市民社会団体関係者、統準委を辞任…「セヌリ党に逆戻り」 チョン・ウンチョン議員、比例衛星政党「未来韓国党」へ

 保守野党の統合新党である未来統合党が発足準備を終えた。統合新党は全保守・中道の統合を標榜して市民社会団体と共に作業を進めてきたが、全団体が14日午前に離脱を宣言し、「セヌリ党に逆戻り」した形となった。

 未来統合党に参加する自由韓国党、新しい保守党、未来へ向かう前進4.0(前進党)はこの日、受任機関の合同会議を開き、政策、綱領、党本部の所在地などを決定した。党名は「未来統合党」とし、略称は「統合党」。統合党の指導部は、韓国党の体制を維持する。韓国党のファン・ギョアン代表、シム・ジェチョル院内代表、キム・ジェウォン政策委議長が職責を維持したまま統合党に移る。彼らを含め、キム・グァンリム、キム・スンレ、シン・ボラ、チョン・ミギョン、チョ・ギョンテの韓国党最高委員8人は統合党最高委員になる。統合党の事務総長もパク・ワンス韓国党事務総長が務める。

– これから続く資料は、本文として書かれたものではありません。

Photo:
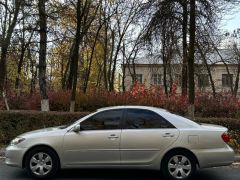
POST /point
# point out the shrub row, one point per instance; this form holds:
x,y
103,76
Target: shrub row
x,y
14,123
223,105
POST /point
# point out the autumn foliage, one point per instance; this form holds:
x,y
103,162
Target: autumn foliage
x,y
223,105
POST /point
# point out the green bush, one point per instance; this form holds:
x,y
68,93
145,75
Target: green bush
x,y
14,123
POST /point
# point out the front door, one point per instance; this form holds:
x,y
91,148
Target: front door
x,y
97,143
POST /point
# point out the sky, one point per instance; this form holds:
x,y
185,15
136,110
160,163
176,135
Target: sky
x,y
231,22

 統合党の最高委員にはさらに、済州道のウォン・ヒリョン知事と新保守党のイ・ジュンソク若い政党ビジョン委員長が内定した。統合新党準備委員会(統準委)のパク・ヒョンジュン共同委員長がこの日、統準委会議終了後、記者団に対してこのように明らかにした。パク委員長はさらに、「残りの最高委員2人は確定していない」とし、「16日までには協議が終わるだろう」と説明した。前日、統準委は、韓国党最高委員会に新たに最高委員4人を追加し、統合党の指導部とすることにしている。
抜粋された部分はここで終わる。